Complaints regarding goods belonging to a partial consignment have no impact on prior and subsequent consignments forming part of the same order.
If the buyer sends delivered goods, which have no defects, back to Bechtle, the buyer has to pay Bechtle a fee of 10% of the invoiced amount, starting from a minimum charge of 60.00 euros. If Bechtle delivers defective goods, no fee is applicable.
Bechtle guarantees to the buyer that the goods and supplies will be fit for purpose during the manufacturer’s warranty period, subject to a maximum of six months after delivery thereof. In the event of a defective delivery, Bechtle will, as it sees fit, proceed to either redeliver or a repair the defective items, or with a credit of the corresponding invoice in favour of the buyer. Bechtle’s warranty obligation is strictly limited to the foregoing. The buyer is responsible for proving the defective nature of items delivered by Bechtle.
The buyer’s claims in terms of this Article have no impact on his obligations to make payment to Bechtle.
Bechtle is never liable for losses caused by the goods supplied or for losses caused to property and persons, including losses resulting from suspension of commercial operations, disruptions due to delay or other commercial losses of whatever nature or for whatever reason, nor for any losses caused by material errors in the prices stated in catalogues, brochures, price lists or the webshop.
All liability on the part of Bechtle, for whatever reason, shall always be limited to a maximum of the purchase price for the goods supplied.

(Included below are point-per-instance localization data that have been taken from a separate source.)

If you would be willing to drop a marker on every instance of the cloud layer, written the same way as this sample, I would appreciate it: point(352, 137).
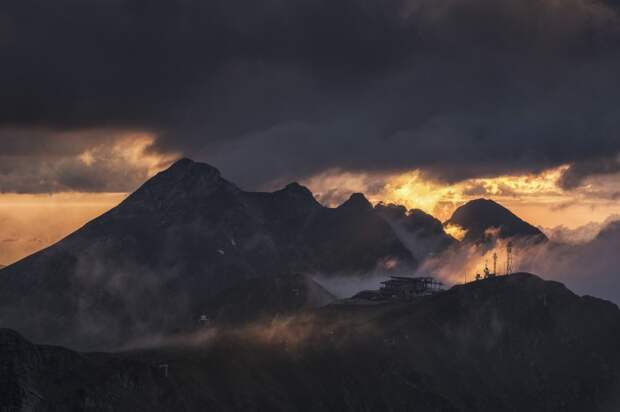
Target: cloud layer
point(289, 89)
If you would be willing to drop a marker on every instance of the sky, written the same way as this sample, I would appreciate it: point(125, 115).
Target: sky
point(428, 103)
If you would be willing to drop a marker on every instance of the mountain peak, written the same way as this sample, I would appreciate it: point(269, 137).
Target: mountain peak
point(186, 165)
point(476, 217)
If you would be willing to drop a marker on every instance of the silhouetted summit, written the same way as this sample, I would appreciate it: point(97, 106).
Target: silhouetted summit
point(484, 218)
point(162, 257)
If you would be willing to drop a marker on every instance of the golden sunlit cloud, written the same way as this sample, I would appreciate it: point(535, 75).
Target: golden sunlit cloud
point(455, 231)
point(537, 198)
point(31, 222)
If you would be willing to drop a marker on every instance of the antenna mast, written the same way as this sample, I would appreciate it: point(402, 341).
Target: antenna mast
point(509, 258)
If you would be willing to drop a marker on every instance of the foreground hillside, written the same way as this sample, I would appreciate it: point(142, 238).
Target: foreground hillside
point(512, 343)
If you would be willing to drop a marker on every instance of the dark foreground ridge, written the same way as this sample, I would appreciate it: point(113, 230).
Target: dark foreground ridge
point(513, 343)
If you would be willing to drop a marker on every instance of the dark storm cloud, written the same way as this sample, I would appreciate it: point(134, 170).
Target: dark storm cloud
point(575, 175)
point(285, 89)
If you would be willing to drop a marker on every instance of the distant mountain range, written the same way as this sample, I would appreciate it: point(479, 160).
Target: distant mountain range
point(189, 243)
point(483, 220)
point(512, 343)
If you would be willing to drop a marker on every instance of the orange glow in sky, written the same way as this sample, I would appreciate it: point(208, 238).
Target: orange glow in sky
point(31, 222)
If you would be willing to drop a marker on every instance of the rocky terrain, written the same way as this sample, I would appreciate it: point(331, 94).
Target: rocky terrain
point(510, 343)
point(187, 237)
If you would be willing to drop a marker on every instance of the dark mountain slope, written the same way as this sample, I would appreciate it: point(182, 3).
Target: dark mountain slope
point(423, 234)
point(513, 343)
point(483, 219)
point(153, 263)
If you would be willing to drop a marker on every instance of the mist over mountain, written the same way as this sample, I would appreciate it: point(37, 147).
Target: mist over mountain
point(422, 233)
point(157, 261)
point(509, 343)
point(483, 220)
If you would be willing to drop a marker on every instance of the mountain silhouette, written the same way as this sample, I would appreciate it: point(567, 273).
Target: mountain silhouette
point(484, 219)
point(511, 343)
point(158, 260)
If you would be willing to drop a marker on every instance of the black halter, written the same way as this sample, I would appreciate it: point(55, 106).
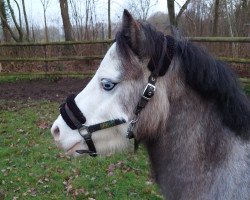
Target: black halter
point(76, 120)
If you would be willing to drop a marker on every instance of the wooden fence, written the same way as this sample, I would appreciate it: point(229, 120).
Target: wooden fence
point(46, 58)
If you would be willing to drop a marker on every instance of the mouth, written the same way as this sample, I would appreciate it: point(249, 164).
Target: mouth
point(72, 150)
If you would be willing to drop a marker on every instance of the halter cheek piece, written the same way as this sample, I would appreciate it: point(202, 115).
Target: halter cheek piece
point(75, 119)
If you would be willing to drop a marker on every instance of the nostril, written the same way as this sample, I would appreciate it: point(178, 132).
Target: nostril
point(56, 133)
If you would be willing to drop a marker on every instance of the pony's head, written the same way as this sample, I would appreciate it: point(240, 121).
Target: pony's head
point(106, 105)
point(102, 117)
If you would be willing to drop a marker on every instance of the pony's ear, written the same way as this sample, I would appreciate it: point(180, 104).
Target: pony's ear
point(131, 30)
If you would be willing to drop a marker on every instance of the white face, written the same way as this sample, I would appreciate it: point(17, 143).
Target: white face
point(98, 105)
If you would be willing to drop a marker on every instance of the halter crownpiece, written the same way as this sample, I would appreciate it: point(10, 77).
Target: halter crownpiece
point(75, 119)
point(168, 51)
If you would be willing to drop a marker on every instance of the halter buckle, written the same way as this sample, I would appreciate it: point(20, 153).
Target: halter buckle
point(82, 129)
point(131, 126)
point(148, 92)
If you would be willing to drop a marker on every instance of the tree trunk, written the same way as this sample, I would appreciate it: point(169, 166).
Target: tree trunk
point(45, 27)
point(18, 26)
point(26, 21)
point(183, 8)
point(4, 22)
point(109, 21)
point(216, 17)
point(66, 21)
point(171, 13)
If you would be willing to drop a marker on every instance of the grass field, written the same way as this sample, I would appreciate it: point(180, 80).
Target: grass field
point(33, 168)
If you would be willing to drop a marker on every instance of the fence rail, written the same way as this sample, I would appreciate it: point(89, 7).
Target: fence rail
point(194, 39)
point(99, 57)
point(44, 57)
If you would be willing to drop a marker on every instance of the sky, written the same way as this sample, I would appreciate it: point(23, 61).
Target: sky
point(35, 10)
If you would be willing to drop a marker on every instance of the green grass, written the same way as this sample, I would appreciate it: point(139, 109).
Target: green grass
point(32, 167)
point(15, 77)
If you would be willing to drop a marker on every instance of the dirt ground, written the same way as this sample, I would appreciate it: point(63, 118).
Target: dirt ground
point(42, 89)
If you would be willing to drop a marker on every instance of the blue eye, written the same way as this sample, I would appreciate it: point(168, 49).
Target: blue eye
point(107, 84)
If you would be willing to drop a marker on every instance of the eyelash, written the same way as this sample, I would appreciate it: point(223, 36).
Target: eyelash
point(107, 84)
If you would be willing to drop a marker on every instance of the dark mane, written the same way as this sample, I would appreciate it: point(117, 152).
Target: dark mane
point(212, 79)
point(215, 80)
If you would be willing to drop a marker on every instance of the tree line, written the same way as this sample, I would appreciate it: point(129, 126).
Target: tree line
point(194, 18)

The buyer indemnifies Bechtle in respect of any liability to third parties resulting from a defect in the items supplied.

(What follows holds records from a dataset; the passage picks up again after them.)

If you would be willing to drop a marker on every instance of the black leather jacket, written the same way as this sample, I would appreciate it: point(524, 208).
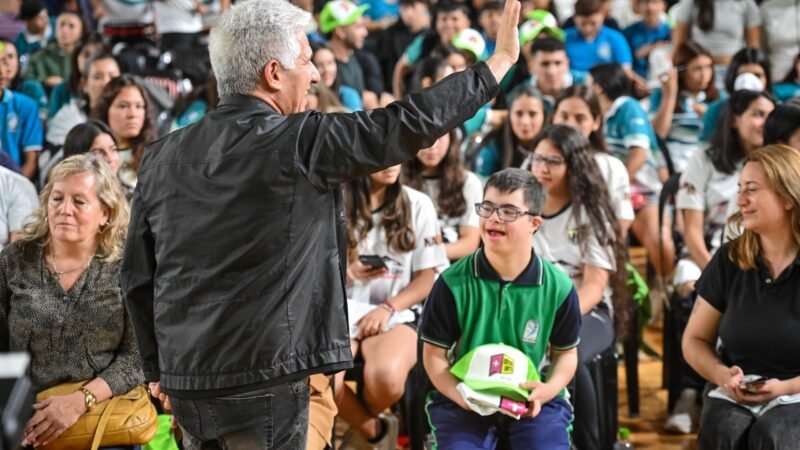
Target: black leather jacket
point(234, 266)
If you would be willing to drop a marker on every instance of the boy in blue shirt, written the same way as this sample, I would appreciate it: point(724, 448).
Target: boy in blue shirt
point(22, 134)
point(648, 34)
point(503, 293)
point(591, 43)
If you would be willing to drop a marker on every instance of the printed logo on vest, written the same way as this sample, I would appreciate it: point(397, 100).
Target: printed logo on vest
point(501, 364)
point(13, 123)
point(531, 332)
point(572, 234)
point(604, 51)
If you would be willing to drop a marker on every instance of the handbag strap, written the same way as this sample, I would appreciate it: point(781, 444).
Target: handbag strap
point(101, 425)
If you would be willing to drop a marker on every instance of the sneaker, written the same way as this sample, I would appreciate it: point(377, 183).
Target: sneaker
point(684, 417)
point(352, 440)
point(389, 439)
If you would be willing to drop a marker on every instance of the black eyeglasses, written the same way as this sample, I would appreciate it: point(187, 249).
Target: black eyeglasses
point(551, 162)
point(504, 213)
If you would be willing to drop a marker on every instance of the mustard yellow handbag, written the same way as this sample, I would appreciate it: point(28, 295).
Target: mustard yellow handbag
point(127, 419)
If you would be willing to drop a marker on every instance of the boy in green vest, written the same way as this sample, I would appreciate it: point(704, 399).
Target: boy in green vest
point(503, 293)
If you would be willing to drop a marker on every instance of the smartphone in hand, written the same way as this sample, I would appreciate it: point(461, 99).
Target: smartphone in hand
point(752, 386)
point(374, 261)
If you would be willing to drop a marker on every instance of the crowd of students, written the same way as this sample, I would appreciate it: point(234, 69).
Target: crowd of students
point(598, 113)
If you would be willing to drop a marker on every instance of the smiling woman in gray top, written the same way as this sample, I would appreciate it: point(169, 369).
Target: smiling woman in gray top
point(60, 299)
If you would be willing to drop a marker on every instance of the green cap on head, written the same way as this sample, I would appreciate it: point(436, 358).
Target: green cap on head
point(470, 40)
point(339, 13)
point(539, 20)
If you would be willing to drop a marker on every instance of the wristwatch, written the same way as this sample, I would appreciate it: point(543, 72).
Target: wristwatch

10. Explicit resolutive clause
In the following cases, Bechtle may, at its own discretion and without prejudice to its right to damages, either suspend execution of the agreement or legally terminate the agreement by simply sending a letter via registered post: the Customer fails to make payments on time or fails to comply with any other contractual obligations; the Customer requests a deferment of payment from one or more creditors; the Customer files a legal application regarding the continuation of the business; the Customer’s assets are fully or partially seized; the Customer’s assets are the subject of bankruptcy proceedings; the Customer dies or is declared legally incompetent; the Customer begins discontinuing or transferring all or significant portions of the company, or incorporating it into another existing or not-yet-existing company; the Customer changes the company’s business activity.

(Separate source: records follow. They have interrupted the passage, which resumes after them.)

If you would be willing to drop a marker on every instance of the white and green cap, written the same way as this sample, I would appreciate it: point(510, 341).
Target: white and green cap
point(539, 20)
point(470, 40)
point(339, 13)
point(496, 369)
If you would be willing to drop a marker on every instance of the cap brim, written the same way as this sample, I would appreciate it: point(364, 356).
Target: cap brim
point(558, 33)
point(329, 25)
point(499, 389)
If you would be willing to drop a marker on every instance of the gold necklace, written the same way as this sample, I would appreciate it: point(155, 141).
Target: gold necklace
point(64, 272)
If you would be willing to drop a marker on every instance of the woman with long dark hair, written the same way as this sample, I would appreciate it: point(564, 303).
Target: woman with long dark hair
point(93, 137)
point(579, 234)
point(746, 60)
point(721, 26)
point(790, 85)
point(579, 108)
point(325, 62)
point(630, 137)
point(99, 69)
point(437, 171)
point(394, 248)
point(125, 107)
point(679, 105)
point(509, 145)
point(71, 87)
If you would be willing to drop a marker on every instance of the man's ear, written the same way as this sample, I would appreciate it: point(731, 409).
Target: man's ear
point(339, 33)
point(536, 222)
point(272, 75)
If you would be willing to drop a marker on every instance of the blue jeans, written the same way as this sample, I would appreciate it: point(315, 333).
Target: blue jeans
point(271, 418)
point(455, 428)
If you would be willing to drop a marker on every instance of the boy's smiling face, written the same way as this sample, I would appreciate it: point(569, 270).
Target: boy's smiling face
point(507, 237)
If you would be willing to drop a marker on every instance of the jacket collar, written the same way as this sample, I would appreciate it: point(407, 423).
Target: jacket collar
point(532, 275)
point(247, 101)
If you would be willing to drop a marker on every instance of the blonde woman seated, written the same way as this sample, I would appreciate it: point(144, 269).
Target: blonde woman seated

In the event of dissolution in the foregoing cases, the purchase undertakes to return goods supplied by Bechtle, and for which the buyer has not yet paid, back to Bechtle within 24 hours. In the event of goods not being returned within this time limit, Bechtle will be entitled to recover the goods from anywhere they are situated, without any judicial formalities or intervention
11. Force majeure
All supply and other obligations incumbent on Bechtle will be suspended in the event of force majeure. In such an event, it will only be obliged to resume compliance with its obligations as soon as this is reasonably possible.
Force majeure is equivalent to unforeseen circumstances in relation to persons and/or materials used or contemplated for use by Bechtle for implementation of the agreement, of such a nature that they make fulfilment of the agreement impossible or so burdensome and/or disproportionately expensive that Bechtle can no longer reasonably be required to fulfil the agreement on time. Force majeure includes but is not limited to strikes, factory pickets, staff illness, commercial disruptions, lack of materials, semi-finished products, equipment, resources and/or power, delay or postponement in supplies from suppliers, transportation disruptions, import and export restrictions.
12. Applicable law – Jurisdiction
These Terms & Conditions are subject to Belgian law.
Jurisdiction for all disputes lies exclusively with the courts in regional district of Limburg. Bechtle may, nevertheless, also raise court proceedings before the courts within whose jurisdiction the buyer is situated.